Egypt blocks YouTube over anti-Islam film

Court orders suspension of video-sharing website’s services for a month for carrying anti-Islam film.

Muslim Group Rallies Against Anti-Islam Sentiment In Los Angeles
People took to the streets in more than 20 countries to protest against the "Innocence of Muslims" flim [Getty Images]

A Cairo court has ordered the government to block access to the video-sharing website YouTube for a month for carrying an anti-Islam film that caused deadly riots across the world.

Judge Hassouna Tawfiq ordered on Saturday Youtube’s suspension in the country over the film, which he described as “offensive to Islam and the Prophet (Muhammad)”.

Tawfiq made the ruling in the Egyptian capital where the first protests against the film erupted last September before spreading to more than 20 countries, leading to the deaths of more than 50 people.

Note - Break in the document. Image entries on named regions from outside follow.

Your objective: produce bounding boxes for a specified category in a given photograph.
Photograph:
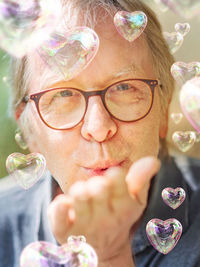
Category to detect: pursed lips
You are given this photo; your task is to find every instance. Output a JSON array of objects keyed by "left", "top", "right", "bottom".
[{"left": 83, "top": 161, "right": 124, "bottom": 176}]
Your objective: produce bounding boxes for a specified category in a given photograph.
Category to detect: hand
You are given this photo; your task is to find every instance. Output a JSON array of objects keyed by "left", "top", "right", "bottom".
[{"left": 48, "top": 157, "right": 160, "bottom": 267}]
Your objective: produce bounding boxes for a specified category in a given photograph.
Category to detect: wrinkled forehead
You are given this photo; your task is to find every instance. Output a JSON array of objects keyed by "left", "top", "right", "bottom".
[{"left": 28, "top": 12, "right": 153, "bottom": 91}]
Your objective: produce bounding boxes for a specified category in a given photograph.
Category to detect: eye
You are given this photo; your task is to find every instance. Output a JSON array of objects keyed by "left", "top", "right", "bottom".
[
  {"left": 116, "top": 83, "right": 131, "bottom": 91},
  {"left": 58, "top": 90, "right": 73, "bottom": 97}
]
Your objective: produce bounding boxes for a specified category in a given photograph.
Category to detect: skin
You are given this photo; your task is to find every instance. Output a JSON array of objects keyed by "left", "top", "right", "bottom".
[{"left": 18, "top": 15, "right": 167, "bottom": 267}]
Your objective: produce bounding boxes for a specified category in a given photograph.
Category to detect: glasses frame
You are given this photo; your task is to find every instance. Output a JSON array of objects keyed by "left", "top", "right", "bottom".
[{"left": 23, "top": 79, "right": 161, "bottom": 131}]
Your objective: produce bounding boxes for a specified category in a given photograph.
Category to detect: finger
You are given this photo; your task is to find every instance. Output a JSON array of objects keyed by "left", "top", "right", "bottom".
[
  {"left": 107, "top": 167, "right": 128, "bottom": 198},
  {"left": 87, "top": 176, "right": 112, "bottom": 213},
  {"left": 126, "top": 157, "right": 160, "bottom": 205},
  {"left": 47, "top": 194, "right": 75, "bottom": 244}
]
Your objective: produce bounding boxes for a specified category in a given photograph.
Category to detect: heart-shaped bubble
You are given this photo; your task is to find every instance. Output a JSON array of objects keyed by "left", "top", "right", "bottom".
[
  {"left": 6, "top": 153, "right": 46, "bottom": 189},
  {"left": 174, "top": 22, "right": 190, "bottom": 36},
  {"left": 20, "top": 237, "right": 98, "bottom": 267},
  {"left": 171, "top": 113, "right": 183, "bottom": 124},
  {"left": 146, "top": 218, "right": 182, "bottom": 254},
  {"left": 37, "top": 27, "right": 99, "bottom": 80},
  {"left": 0, "top": 0, "right": 61, "bottom": 57},
  {"left": 163, "top": 32, "right": 184, "bottom": 54},
  {"left": 180, "top": 77, "right": 200, "bottom": 132},
  {"left": 172, "top": 131, "right": 196, "bottom": 152},
  {"left": 162, "top": 187, "right": 186, "bottom": 209},
  {"left": 15, "top": 129, "right": 28, "bottom": 150},
  {"left": 171, "top": 61, "right": 200, "bottom": 86},
  {"left": 114, "top": 11, "right": 147, "bottom": 42},
  {"left": 161, "top": 0, "right": 200, "bottom": 19}
]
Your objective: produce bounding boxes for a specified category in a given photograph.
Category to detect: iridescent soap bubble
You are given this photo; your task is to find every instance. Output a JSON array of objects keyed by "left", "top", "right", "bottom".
[
  {"left": 37, "top": 27, "right": 99, "bottom": 80},
  {"left": 174, "top": 22, "right": 190, "bottom": 37},
  {"left": 171, "top": 61, "right": 200, "bottom": 86},
  {"left": 161, "top": 0, "right": 200, "bottom": 19},
  {"left": 114, "top": 11, "right": 147, "bottom": 42},
  {"left": 146, "top": 218, "right": 182, "bottom": 254},
  {"left": 0, "top": 0, "right": 61, "bottom": 57},
  {"left": 171, "top": 113, "right": 183, "bottom": 124},
  {"left": 172, "top": 131, "right": 196, "bottom": 152},
  {"left": 20, "top": 237, "right": 98, "bottom": 267},
  {"left": 6, "top": 153, "right": 46, "bottom": 189},
  {"left": 15, "top": 129, "right": 28, "bottom": 150},
  {"left": 163, "top": 32, "right": 184, "bottom": 54},
  {"left": 161, "top": 187, "right": 186, "bottom": 209},
  {"left": 180, "top": 77, "right": 200, "bottom": 132}
]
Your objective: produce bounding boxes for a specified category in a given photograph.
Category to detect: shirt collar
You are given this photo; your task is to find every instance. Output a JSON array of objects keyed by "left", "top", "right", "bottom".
[{"left": 132, "top": 158, "right": 189, "bottom": 254}]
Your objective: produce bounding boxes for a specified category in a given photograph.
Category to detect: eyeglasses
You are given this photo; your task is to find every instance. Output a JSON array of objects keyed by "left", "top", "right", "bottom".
[{"left": 24, "top": 79, "right": 159, "bottom": 130}]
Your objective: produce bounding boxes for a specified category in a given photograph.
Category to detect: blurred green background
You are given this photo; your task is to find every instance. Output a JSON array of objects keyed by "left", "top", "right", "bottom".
[{"left": 0, "top": 50, "right": 23, "bottom": 178}]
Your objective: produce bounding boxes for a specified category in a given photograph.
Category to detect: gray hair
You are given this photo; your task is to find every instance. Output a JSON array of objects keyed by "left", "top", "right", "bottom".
[{"left": 12, "top": 0, "right": 174, "bottom": 154}]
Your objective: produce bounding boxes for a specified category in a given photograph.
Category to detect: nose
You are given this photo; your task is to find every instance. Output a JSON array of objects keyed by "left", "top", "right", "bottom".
[{"left": 81, "top": 96, "right": 117, "bottom": 142}]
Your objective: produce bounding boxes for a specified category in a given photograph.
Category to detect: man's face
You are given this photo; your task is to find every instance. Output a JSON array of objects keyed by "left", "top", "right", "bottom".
[{"left": 24, "top": 16, "right": 166, "bottom": 192}]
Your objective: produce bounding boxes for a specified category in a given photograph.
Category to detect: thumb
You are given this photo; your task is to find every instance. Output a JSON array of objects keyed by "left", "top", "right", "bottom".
[{"left": 126, "top": 156, "right": 160, "bottom": 205}]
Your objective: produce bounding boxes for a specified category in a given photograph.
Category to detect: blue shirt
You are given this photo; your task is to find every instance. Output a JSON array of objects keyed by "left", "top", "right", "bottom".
[
  {"left": 0, "top": 172, "right": 54, "bottom": 267},
  {"left": 0, "top": 157, "right": 200, "bottom": 267}
]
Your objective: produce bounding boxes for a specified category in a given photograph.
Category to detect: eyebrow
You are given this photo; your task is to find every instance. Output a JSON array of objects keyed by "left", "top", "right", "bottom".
[{"left": 36, "top": 63, "right": 141, "bottom": 91}]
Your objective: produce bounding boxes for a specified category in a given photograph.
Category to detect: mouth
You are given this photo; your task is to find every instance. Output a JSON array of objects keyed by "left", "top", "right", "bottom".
[{"left": 84, "top": 161, "right": 124, "bottom": 177}]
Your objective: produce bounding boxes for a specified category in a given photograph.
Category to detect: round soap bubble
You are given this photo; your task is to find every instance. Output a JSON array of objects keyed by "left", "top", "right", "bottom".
[
  {"left": 0, "top": 0, "right": 61, "bottom": 57},
  {"left": 174, "top": 22, "right": 190, "bottom": 37},
  {"left": 171, "top": 61, "right": 200, "bottom": 86},
  {"left": 180, "top": 77, "right": 200, "bottom": 132},
  {"left": 172, "top": 131, "right": 196, "bottom": 152},
  {"left": 171, "top": 113, "right": 183, "bottom": 124},
  {"left": 163, "top": 32, "right": 184, "bottom": 54},
  {"left": 37, "top": 27, "right": 99, "bottom": 80},
  {"left": 6, "top": 153, "right": 46, "bottom": 189}
]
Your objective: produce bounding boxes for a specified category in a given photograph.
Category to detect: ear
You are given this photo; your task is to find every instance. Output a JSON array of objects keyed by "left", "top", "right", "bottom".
[{"left": 159, "top": 109, "right": 168, "bottom": 139}]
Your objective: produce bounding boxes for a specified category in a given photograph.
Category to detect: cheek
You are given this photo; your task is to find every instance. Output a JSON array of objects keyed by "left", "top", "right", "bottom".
[{"left": 121, "top": 96, "right": 160, "bottom": 161}]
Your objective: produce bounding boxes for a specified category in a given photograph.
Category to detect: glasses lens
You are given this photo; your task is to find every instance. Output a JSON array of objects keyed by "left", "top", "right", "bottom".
[
  {"left": 39, "top": 88, "right": 86, "bottom": 129},
  {"left": 105, "top": 80, "right": 152, "bottom": 121}
]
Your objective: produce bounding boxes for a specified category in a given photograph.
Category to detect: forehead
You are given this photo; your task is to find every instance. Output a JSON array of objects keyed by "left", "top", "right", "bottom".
[{"left": 28, "top": 14, "right": 156, "bottom": 92}]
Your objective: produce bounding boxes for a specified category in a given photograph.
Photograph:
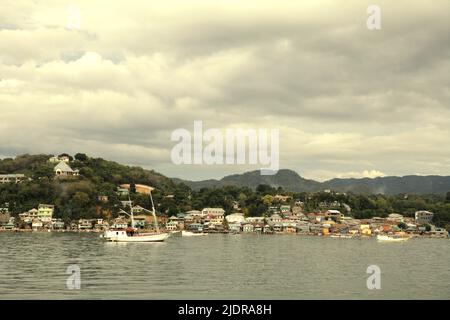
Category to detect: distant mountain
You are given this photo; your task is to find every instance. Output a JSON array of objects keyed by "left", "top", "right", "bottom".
[
  {"left": 176, "top": 169, "right": 322, "bottom": 192},
  {"left": 324, "top": 176, "right": 450, "bottom": 195},
  {"left": 174, "top": 169, "right": 450, "bottom": 195}
]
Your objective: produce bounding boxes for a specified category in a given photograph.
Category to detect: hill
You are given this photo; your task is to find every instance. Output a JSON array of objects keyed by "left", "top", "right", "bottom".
[{"left": 175, "top": 169, "right": 450, "bottom": 195}]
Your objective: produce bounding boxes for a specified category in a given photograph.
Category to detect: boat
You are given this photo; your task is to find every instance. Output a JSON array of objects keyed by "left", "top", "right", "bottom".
[
  {"left": 330, "top": 234, "right": 353, "bottom": 239},
  {"left": 377, "top": 234, "right": 410, "bottom": 242},
  {"left": 103, "top": 228, "right": 170, "bottom": 242},
  {"left": 170, "top": 230, "right": 182, "bottom": 237},
  {"left": 102, "top": 191, "right": 170, "bottom": 242},
  {"left": 181, "top": 230, "right": 208, "bottom": 237}
]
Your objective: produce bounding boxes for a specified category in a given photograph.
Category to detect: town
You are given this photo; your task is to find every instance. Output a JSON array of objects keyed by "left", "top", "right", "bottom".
[{"left": 0, "top": 155, "right": 448, "bottom": 238}]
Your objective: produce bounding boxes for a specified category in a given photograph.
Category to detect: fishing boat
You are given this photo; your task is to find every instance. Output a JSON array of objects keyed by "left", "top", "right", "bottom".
[
  {"left": 181, "top": 230, "right": 208, "bottom": 237},
  {"left": 103, "top": 191, "right": 170, "bottom": 242},
  {"left": 377, "top": 234, "right": 410, "bottom": 242},
  {"left": 330, "top": 234, "right": 353, "bottom": 239}
]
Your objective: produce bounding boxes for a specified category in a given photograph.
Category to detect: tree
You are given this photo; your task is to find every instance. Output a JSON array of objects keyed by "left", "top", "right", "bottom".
[
  {"left": 397, "top": 222, "right": 408, "bottom": 230},
  {"left": 58, "top": 153, "right": 73, "bottom": 161}
]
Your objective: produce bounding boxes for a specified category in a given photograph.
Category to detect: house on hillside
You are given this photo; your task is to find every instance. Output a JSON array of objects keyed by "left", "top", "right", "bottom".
[
  {"left": 119, "top": 183, "right": 155, "bottom": 194},
  {"left": 53, "top": 161, "right": 80, "bottom": 177},
  {"left": 48, "top": 156, "right": 70, "bottom": 163},
  {"left": 0, "top": 173, "right": 27, "bottom": 184}
]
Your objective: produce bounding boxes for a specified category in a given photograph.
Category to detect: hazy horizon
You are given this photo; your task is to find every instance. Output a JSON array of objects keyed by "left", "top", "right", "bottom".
[{"left": 0, "top": 0, "right": 450, "bottom": 181}]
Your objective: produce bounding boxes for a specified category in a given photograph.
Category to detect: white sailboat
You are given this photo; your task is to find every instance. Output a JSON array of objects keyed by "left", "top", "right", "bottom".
[
  {"left": 103, "top": 191, "right": 170, "bottom": 242},
  {"left": 377, "top": 234, "right": 410, "bottom": 242},
  {"left": 181, "top": 230, "right": 208, "bottom": 237}
]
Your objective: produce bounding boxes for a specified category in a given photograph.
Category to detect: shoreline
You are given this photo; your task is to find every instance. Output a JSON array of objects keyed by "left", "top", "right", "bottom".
[{"left": 0, "top": 229, "right": 450, "bottom": 240}]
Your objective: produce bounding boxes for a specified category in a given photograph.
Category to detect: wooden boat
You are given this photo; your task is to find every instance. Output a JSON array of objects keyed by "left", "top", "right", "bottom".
[
  {"left": 377, "top": 234, "right": 410, "bottom": 242},
  {"left": 181, "top": 230, "right": 208, "bottom": 237},
  {"left": 103, "top": 191, "right": 170, "bottom": 242},
  {"left": 104, "top": 228, "right": 169, "bottom": 242}
]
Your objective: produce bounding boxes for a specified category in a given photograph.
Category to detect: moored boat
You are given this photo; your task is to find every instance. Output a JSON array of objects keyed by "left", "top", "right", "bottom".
[
  {"left": 377, "top": 234, "right": 410, "bottom": 242},
  {"left": 181, "top": 230, "right": 208, "bottom": 237},
  {"left": 103, "top": 191, "right": 170, "bottom": 242},
  {"left": 104, "top": 228, "right": 170, "bottom": 242}
]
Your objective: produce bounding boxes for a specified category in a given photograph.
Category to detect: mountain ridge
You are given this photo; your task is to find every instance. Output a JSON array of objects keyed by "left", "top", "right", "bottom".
[{"left": 172, "top": 169, "right": 450, "bottom": 195}]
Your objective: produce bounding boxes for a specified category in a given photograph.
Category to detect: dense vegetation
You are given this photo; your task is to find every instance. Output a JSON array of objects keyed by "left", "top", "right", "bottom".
[{"left": 0, "top": 154, "right": 450, "bottom": 229}]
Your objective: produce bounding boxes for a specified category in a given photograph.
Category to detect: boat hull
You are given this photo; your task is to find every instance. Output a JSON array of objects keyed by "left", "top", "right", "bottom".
[
  {"left": 181, "top": 230, "right": 208, "bottom": 237},
  {"left": 377, "top": 235, "right": 409, "bottom": 242},
  {"left": 104, "top": 231, "right": 170, "bottom": 242}
]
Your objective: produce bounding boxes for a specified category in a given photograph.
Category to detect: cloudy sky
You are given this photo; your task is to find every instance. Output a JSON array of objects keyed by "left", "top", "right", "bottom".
[{"left": 0, "top": 0, "right": 450, "bottom": 180}]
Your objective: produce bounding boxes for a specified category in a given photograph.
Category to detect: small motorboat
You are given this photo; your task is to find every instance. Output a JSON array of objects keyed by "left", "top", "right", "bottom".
[
  {"left": 377, "top": 234, "right": 410, "bottom": 242},
  {"left": 181, "top": 230, "right": 208, "bottom": 237}
]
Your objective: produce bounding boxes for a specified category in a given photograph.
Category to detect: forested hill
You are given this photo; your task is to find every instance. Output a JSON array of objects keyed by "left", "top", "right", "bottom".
[
  {"left": 175, "top": 169, "right": 450, "bottom": 195},
  {"left": 0, "top": 154, "right": 189, "bottom": 220},
  {"left": 0, "top": 154, "right": 174, "bottom": 190},
  {"left": 174, "top": 169, "right": 323, "bottom": 192}
]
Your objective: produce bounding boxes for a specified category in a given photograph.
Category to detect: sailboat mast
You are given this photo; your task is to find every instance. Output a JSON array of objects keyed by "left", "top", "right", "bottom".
[
  {"left": 128, "top": 193, "right": 134, "bottom": 228},
  {"left": 150, "top": 190, "right": 159, "bottom": 233}
]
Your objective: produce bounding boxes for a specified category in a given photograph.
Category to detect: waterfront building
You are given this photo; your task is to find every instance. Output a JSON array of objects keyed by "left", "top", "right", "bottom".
[
  {"left": 31, "top": 219, "right": 44, "bottom": 230},
  {"left": 296, "top": 224, "right": 310, "bottom": 234},
  {"left": 187, "top": 223, "right": 203, "bottom": 232},
  {"left": 225, "top": 213, "right": 245, "bottom": 225},
  {"left": 269, "top": 213, "right": 283, "bottom": 224},
  {"left": 273, "top": 194, "right": 292, "bottom": 202},
  {"left": 119, "top": 183, "right": 155, "bottom": 195},
  {"left": 272, "top": 223, "right": 283, "bottom": 232},
  {"left": 245, "top": 217, "right": 266, "bottom": 223},
  {"left": 387, "top": 213, "right": 403, "bottom": 223},
  {"left": 48, "top": 156, "right": 70, "bottom": 163},
  {"left": 97, "top": 195, "right": 109, "bottom": 203},
  {"left": 51, "top": 219, "right": 64, "bottom": 230},
  {"left": 242, "top": 223, "right": 255, "bottom": 233},
  {"left": 166, "top": 220, "right": 178, "bottom": 231},
  {"left": 37, "top": 204, "right": 55, "bottom": 222},
  {"left": 116, "top": 187, "right": 130, "bottom": 197},
  {"left": 0, "top": 173, "right": 27, "bottom": 184},
  {"left": 280, "top": 206, "right": 291, "bottom": 214},
  {"left": 77, "top": 219, "right": 92, "bottom": 230},
  {"left": 414, "top": 211, "right": 434, "bottom": 224},
  {"left": 202, "top": 208, "right": 225, "bottom": 219}
]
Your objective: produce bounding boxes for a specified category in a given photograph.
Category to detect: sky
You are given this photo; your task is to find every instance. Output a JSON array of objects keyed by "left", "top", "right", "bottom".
[{"left": 0, "top": 0, "right": 450, "bottom": 181}]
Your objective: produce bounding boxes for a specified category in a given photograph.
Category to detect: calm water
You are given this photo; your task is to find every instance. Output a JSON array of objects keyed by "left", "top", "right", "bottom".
[{"left": 0, "top": 233, "right": 450, "bottom": 299}]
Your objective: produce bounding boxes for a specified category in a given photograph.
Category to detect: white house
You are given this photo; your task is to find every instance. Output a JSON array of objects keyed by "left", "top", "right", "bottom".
[
  {"left": 53, "top": 161, "right": 80, "bottom": 176},
  {"left": 414, "top": 211, "right": 434, "bottom": 224},
  {"left": 225, "top": 213, "right": 245, "bottom": 224}
]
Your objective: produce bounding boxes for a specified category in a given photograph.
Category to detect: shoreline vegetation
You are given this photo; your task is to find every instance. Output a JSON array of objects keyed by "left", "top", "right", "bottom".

YouTube’s parent company, Google, declined requests to remove the video from the website last year, but restricted access to it in certain countries, including Egypt, Libya and Indonesia, because it says the video broke laws in those countries.

At the height of the protests in September, YouTube was ordered blocked in several countries, including Iran, Pakistan and Afghanistan, and Saudi Arabia’s King Abdullah issued an order blocking all websites with access to the anti-Islam film in the kingdom.

Security threat allegation

Mohammed Hamid Salim, a lawyer who filed the lawsuit in Cairo, alleged the film constitutes a threat to Egypt’s security, adding that YouTube refused to remove the film despite its offensive content.

Protesters in Cairo scaled the US Embassy’s walls and brought down the US flag in the first demonstration against the film last year.

Also last year, an Egyptian court convicted in absentia seven Egyptian Coptic Christians and a Florida-based American pastor, sentencing them to death on charges linked to the anti-Islam film that had sparked riots in parts of the Muslim world.

The case was seen as largely symbolic because the defendants, who mostly live in the United States, were outside Egypt and unlikely to ever face the sentence.

In a related case, a Cairo court had also convicted a Coptic Christian blogger who shared the film on social networking sites.

The blogger was sentenced to three years in prison for blasphemy and contempt of religion, but released on bail shortly thereafter.